To investigate the functional role of miR-150–5p in LPS-Exo in vivo, we transfected MSCs with miR-150–5p inhibitor or NC prior to LPS stimulation. The exosomes were extracted and named inhibitor LPS-Exo or NC LPS-Exo, and the transfection efficacy was validated by qRT-PCR ( Figure 5A ). We then established an LPS-induced sepsis model and treated via tail vein injection with inhibitor LPS-Exo, NC LPS-Exo, or PBS. The survival rate of septic mice treated with the inhibitor LPS-Exo was significantly lower than that of mice treated with the NC LPS-Exo ( Figure 5B ). ELISA also showed that the protective effect of LPS-Exo on the release of proinflammatory cytokines was blocked by miR-150–5p inhibition ( Figures 5C, D ). Notably, pathological examination showed that downregulation of miR-150–5p in LPS-Exo led to a notable aggravation of the histological damage of organs ( Figures 5E-H ). Collectively, these data demonstrated that LPS-Exo delivers miR-150–5p alleviates sepsis.

To elucidate the mechanism through which miR-150–5p mediates macrophage polarization, bioinformatics analysis was performed to investigate the putative target genes of miR-150–5p. As predicted by miRanda and RNAhybrid databases, miR-150–5p conserved the binding site in the 3’UTR of insulin receptor substance 1 (Irs1) that was a positive regulator of the PI3K/Akt/mTOR signaling pathway ( Figure 6A ). The dual-luciferase reporter assay was conducted to validate our bioinformatic predictions, and the results indicated that luciferase activity was significantly decreased by miR-150–5p overexpression in Irs1 WT 3’UTR group, but not in MUT 3’UTR group ( Figure 6B ). Furthermore, the protein expression of Irs1 was decreased in LPS-Exo-treated macrophages, which was reversed by transfection with miR-150–5p inhibitors ( Figures 6C , 7B ). Altogether, these data suggested that miR-150–5p could inhibit Irs1 by directly binding with the 3’UTR of Irs1.

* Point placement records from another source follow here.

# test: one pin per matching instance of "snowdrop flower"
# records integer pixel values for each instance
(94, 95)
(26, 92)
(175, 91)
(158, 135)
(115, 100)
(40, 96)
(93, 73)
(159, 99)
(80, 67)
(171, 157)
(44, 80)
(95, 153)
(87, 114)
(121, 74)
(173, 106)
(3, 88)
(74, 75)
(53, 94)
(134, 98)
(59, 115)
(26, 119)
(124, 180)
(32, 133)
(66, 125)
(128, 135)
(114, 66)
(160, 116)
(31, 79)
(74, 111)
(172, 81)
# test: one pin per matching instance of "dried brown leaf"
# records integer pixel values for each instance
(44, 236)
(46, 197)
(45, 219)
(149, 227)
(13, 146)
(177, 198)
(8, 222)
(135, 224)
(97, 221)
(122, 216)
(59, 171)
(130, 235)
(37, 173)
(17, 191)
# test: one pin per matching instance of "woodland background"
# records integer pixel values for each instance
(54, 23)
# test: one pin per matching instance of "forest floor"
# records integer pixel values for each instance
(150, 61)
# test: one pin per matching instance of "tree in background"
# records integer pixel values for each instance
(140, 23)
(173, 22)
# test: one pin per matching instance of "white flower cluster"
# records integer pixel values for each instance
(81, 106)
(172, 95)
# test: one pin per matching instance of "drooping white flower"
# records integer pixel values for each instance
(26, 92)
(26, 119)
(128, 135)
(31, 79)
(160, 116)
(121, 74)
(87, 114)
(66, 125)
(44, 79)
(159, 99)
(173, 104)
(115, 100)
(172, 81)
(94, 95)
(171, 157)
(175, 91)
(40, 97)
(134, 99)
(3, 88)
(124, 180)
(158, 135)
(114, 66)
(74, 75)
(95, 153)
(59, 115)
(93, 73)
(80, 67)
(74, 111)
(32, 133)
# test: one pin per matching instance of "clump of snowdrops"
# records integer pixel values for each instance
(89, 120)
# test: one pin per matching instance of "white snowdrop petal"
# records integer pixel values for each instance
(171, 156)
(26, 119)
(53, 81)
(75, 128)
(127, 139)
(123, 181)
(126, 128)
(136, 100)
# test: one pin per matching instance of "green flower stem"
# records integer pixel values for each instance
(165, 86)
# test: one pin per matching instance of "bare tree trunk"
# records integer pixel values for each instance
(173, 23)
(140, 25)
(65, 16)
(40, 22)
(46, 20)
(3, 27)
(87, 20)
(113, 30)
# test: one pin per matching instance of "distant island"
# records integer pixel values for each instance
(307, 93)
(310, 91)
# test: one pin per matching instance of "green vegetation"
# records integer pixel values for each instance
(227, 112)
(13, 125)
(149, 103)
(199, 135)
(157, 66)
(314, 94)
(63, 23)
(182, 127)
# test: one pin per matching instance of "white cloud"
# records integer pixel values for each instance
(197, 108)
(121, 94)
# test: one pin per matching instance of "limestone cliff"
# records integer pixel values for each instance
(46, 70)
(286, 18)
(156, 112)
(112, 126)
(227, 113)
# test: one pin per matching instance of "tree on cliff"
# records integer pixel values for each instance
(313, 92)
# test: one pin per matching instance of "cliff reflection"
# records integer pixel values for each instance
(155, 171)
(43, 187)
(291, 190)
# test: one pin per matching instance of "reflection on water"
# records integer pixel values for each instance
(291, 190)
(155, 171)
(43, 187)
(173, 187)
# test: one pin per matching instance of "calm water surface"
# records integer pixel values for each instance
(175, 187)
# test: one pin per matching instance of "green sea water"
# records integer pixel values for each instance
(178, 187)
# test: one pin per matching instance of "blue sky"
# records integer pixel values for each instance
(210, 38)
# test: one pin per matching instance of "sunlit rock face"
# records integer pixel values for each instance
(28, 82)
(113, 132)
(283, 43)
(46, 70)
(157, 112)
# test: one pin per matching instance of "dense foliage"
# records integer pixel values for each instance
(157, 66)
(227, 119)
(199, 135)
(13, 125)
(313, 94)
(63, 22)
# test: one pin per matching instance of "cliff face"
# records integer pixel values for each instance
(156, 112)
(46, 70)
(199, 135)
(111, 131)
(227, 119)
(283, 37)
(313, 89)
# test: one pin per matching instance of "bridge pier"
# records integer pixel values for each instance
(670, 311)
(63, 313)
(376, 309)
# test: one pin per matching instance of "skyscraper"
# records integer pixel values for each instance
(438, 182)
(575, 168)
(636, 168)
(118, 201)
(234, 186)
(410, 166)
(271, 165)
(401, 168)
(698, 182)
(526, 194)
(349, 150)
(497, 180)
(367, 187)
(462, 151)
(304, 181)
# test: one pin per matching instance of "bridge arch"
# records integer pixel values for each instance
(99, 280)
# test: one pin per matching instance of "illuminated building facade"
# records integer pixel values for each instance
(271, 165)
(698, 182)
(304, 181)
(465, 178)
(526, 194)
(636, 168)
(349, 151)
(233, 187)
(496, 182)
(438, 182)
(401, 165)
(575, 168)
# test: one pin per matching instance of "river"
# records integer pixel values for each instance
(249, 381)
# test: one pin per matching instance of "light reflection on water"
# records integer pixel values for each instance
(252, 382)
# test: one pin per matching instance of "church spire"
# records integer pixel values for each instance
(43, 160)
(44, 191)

Studies have revealed the PI3K/Akt/mTOR signaling pathway is strongly associated with macrophage polarization, which can be positive regulated by Irs1. We hypothesized that miR-150–5p modulates the PI3K/Akt/mTOR pathway by targeting Irs1, which correspondently regulating macrophage polarization. To confirm our hypothesis, we employed western blotting to examine the expression levels of key proteins in the PI3K/Akt/mTOR pathway and noticed that the phosphorylation levels of PI3K, Akt, and mTOR were decreased after LPS-Exo treatment ( Figures 6C-F ). In contrast, transfection with miR-150–5p inhibitor ( Figure 7A ) prior to culturing with LPS-Exo significantly increased the phosphorylation of PI3K, Akt, and mTOR ( Figures 7B-E ). In addition, the inhibition of miR-150–5p reversed the upregulation of M2 macrophage markers and the downregulation of M1 markers induced by LPS-Exo ( Figure 7F ). We demonstrated that LPS-Exo transferred miR-150–5p to macrophage, and modulated the polarization and inflammatory response of macrophage by down-regulating PI3K/Akt/mTOR pathway via targeting Irs1.